Japanese Language and Literature: Journal of the American Association of Teachers of Japanese. jll.pitt.edu | Vol. 54 | Number 1 | April 2020

DOI 10.5195/jll.2020.89 ISSN 1536-7827 (print) 2326-4586

Comments

Licensed under a Creative Commons Attribution 4.0 United States License.

Abstract

Known as the exponent practitioner of kokubungaku (national literature), modernist ethnologist Orikuchi Shinobu (1887–1953) readily utilized archaic Japanese experiences as viable resources for his literary imagination. As the leading disciple of Yanagita Kunio (1875–1962), who is known as the founding father of modern folkloric ethnology in Japan, Orikuchi is often considered a nativist ethnologist whose works tend to be construed as a probing into the origin of the nation. He considered the essence of national literature as “the origins of art itself,” and such a critical vision arguably linked him to interwar fascism.1 Nevertheless, his nativist effort as a literatus was far from the nationalist ambition of claiming a socio-cultural unity.

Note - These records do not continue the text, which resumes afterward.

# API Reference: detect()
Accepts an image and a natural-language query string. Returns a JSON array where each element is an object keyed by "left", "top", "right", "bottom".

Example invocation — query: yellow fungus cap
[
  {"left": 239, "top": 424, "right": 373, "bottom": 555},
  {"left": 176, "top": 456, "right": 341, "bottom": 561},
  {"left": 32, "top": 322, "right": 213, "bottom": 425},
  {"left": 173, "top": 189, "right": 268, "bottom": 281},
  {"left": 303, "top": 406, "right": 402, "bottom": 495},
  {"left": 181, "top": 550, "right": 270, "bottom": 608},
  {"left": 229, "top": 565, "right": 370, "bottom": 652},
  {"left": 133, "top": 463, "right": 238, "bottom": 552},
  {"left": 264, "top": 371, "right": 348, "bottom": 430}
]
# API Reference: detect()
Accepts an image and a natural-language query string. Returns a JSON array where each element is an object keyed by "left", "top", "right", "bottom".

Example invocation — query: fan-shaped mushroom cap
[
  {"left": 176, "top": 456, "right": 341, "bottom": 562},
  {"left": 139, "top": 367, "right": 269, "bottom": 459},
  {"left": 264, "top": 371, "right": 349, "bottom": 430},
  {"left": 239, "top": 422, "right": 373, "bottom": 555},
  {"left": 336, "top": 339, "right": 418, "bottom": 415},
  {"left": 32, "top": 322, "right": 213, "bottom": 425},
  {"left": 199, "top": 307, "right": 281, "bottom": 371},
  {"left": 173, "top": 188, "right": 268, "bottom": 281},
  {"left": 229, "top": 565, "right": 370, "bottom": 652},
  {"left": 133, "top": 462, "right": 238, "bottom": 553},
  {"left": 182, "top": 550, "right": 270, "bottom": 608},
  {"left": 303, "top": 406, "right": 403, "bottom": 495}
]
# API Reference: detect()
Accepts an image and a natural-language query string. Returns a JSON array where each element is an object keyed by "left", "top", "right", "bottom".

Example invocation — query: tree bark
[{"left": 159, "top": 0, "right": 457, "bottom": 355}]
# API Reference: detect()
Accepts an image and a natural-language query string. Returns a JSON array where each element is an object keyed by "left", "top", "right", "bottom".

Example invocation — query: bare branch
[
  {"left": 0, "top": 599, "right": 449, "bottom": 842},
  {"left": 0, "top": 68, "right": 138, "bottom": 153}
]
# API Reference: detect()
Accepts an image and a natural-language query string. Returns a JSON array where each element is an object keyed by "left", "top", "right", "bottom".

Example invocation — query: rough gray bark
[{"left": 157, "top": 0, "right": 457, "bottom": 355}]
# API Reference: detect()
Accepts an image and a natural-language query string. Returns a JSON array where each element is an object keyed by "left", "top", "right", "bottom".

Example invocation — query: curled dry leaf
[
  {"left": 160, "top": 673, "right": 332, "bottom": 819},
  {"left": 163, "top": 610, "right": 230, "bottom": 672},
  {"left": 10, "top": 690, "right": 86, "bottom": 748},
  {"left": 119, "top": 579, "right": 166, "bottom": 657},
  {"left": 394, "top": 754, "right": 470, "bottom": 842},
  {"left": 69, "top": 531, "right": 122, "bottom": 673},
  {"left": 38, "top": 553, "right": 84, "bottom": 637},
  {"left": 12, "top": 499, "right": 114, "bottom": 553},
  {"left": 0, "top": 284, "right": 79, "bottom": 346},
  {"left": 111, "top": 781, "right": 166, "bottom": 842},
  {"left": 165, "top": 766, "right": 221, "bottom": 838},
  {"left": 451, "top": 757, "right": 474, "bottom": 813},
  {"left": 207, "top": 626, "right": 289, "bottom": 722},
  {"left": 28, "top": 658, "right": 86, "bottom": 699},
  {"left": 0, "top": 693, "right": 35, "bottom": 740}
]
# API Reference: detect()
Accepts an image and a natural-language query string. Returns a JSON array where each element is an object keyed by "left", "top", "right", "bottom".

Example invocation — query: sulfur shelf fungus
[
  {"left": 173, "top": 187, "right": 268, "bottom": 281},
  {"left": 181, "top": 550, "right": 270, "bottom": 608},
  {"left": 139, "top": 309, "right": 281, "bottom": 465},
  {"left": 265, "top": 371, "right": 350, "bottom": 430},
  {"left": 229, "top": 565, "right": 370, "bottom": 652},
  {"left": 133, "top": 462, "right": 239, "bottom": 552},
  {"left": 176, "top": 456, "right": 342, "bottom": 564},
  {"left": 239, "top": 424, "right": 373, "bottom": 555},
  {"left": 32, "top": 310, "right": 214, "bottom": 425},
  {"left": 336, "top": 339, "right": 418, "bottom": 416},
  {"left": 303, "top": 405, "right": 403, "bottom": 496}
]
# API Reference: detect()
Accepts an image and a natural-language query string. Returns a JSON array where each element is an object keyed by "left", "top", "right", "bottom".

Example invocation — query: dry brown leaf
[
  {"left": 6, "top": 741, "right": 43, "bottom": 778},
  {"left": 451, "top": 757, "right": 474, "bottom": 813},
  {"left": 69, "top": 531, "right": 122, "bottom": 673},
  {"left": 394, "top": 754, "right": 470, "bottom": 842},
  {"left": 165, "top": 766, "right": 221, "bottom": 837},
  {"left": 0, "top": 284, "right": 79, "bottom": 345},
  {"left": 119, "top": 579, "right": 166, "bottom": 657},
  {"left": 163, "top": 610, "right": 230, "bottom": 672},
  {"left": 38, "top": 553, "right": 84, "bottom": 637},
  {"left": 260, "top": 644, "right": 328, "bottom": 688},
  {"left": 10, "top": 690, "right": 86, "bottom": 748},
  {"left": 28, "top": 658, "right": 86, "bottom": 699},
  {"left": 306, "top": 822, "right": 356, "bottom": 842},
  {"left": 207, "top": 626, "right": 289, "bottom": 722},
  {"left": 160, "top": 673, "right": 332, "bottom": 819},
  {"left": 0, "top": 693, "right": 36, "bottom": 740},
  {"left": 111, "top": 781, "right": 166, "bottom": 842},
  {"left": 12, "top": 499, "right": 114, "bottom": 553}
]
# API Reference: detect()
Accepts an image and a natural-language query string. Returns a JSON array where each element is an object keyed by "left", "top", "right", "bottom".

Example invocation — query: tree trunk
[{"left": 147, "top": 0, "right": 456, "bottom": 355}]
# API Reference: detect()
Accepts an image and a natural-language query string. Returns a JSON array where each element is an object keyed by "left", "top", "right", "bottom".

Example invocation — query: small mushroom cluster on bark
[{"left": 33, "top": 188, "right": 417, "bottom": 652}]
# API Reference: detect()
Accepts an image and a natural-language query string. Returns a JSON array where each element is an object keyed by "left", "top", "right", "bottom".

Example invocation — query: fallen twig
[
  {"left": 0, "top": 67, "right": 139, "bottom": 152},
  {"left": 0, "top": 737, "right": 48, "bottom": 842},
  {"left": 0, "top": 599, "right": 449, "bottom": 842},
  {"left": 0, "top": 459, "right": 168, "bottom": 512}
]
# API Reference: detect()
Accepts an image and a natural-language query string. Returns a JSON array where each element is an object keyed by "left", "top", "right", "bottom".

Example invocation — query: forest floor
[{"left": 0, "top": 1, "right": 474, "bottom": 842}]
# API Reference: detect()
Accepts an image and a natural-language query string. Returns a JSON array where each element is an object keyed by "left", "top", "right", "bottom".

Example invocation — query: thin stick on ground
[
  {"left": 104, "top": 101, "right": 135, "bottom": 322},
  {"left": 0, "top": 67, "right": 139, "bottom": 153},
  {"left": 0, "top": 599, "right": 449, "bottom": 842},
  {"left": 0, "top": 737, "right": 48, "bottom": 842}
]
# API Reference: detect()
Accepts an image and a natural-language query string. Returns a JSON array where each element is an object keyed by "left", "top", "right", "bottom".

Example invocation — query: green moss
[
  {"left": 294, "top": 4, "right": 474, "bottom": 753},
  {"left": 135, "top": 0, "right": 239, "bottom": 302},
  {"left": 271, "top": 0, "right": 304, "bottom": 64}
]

On the contrary, Orikuchi invested his erudition to disentangle the concatenation of the nation, religion, and people and thus presented ancient Japanese experience as discursive molecules rooted in each locality. In this regard, his novel Shisha no sho (The Book of the Dead, 1939) plays an instrumental role of insinuating the author’s nuanced modernist revisionism. Within the context of the 1930s interwar period, modernist discourses by intellectuals such as writers and scholars endeavored to search for a fixed identity. For example, Harry Harootunian comments on Japanese people of the time—they tried to configure themselves “in relation to the pre-capitalist origin” through articulation of “a poetics of historical repetition” that could counter the socio-cultural discontinuity that preoccupied the country since the age of the Meiji Restoration (1868–1912). 2 Through Orikuchi’s retrospective gaze upon the remote past, the novel belongs to the collective modernist effort in quest of the origin of a national folk tradition and its experience. As the title symbolically renders, the story invocates the voices of the dead that were left unheard, and as a result implicitly dismantles Japan’s singular ambition to be an empire, an idea propagated during the 1930s.3 In the service of his trans-temporal intervention to the Nara period (710– 794) when the imperial court placed the capital in Heijōkyō, Orikuchi delves into (as Harootunian states) the primordial “origins of art” before “being aestheticized,” and thereby “contest[s] the conception of [ancient Japanese people as] a unified subject.”